1.d.i. How do we model natural language?

Natural language in its textual form may be represented as a sequence of tokens. The specific granularity of the tokens in these sequences varies from the coarsest word level, to individual characters, to different variations of subword morphemes, token metadata tags, and punctuation. A Language Model (LM) is a statistical model of natural language that generates a probability distribution for these sequences .

In particular, given a sequence of words \(w_{1:n}\), we wish to estimate the probability \(P(w_{1:n})\). In the general case, we can use the probability chain rule

\[\displaystyle P(w_{1:n}) = P(w_n \mid w_{1:n - 1}) \cdot P(w_{n - 1} \mid w_{1:n - 2}) \cdots P(w_2 \mid w_1) \cdot P(w_1)\]

to confirm our intuition that a language model's understanding of a given word in a sequence relies on an understanding of the full context from the current word all the back to the first word in the sequence. That is, understanding future tokens in a sequence requires understanding not only the present, but also the entire past history of the sequence.

Of course, with any probabilistic model, we must have a method of scoring the model. In Shannon's seminal work on information theory he discussed modeling an information source inherent information using entropy . In the discrete case, Shannon entropy is defined as

\[\displaystyle\entropy(p) = - \sum_{i=1}^n p(x_i) \log_b p(x_i) \]

where \(p(x_i)\) is the probability of state \(x_i\), and \(\sum_i p(x_i) = 1\). Entropy can be interpreted as the information content of the modeled information source.

Then the cross entropy of two distributions \(p\) and \(q\) can be defined in the discrete case as

\[\displaystyle\entropy(p, q) = - \sum_{i=1}^n p(x_i) \log_b q(x_i) \]

Cross entropy can be thought of as a measure of the difference between two probability distributions . Thus, cross entropy is often used as an objective function in optimization tasks, because we want to minimize the difference between the probability distribution of the training set (as an estimate of the true probability distribution of the whole), and the distribution of the statistical model's output.

Perplexity is defined as

\[\displaystyle\perplexity(p) = b^{- \sum_{i=1}^n p(x_i) \log_b p(x_i)} \]

which is precisely \(b^{\entropy(p)}\), or the exponentiation of Shannon entropy ! Due to its similarity, supposes that perplexity is preferred over cross-entropy as a performance metric due to the more impressive nature of being able to claim large reductions in perplexity as opposed to a cross-entropy loss of a fraction of a bit.
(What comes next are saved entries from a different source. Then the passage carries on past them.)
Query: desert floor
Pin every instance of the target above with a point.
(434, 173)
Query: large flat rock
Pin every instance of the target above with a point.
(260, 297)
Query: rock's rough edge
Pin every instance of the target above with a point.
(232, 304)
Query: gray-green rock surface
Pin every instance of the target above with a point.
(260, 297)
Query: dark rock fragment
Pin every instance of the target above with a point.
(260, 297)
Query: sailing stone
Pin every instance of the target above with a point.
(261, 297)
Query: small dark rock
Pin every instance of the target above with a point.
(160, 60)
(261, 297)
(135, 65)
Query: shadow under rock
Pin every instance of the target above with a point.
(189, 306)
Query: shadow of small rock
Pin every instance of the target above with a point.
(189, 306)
However, when scoring a language model, we rarely (if ever) know the true probability distribution of the language a dataset it sampled from. So we modify the equation above to approximate the perplexity of a language model from the training set probability distribution \(\tilde p\), and the language model's output distribution

\[\displaystyle\widetilde{\perplexity}(\tilde p, \model) = b^{- \sum_{i=1}^{n} \tilde{p}(w_i) \log_b \model(w_i)}\]
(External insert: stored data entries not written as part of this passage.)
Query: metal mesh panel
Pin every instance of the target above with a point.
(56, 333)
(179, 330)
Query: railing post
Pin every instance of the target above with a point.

where our training dataset is formed of \(n\) words \(w_1, \dots, w_n\). But the word \(w_i\) is sampled uniformly from the dataset, so \(\tilde p(w_i) = \frac{1}{n}\), which results in the definition of perplexity that gives.

\[\displaystyle\perplexity(\model) = 2^{-\frac{1}{n}\sum_{i=1}^n \log_2 \model(w_i \mid w_{1:i-1})} \]

Notice that the worst possible language model would be a random choice of the next token in a sequence with a uniform distribution. Such a model would have each \(\model(w_i \mid w_{1:i-1}) = \frac{1}{n}\), which would result in a high perplexity score. A good language model — one that is reflective of "real" language — will assign high probabilities to observed events in the test corpus, which results in minimizing the perplexity score . Notice, however, that perplexities are corpus specific — rendering it impossible to compare scores between two language models trained on different datasets.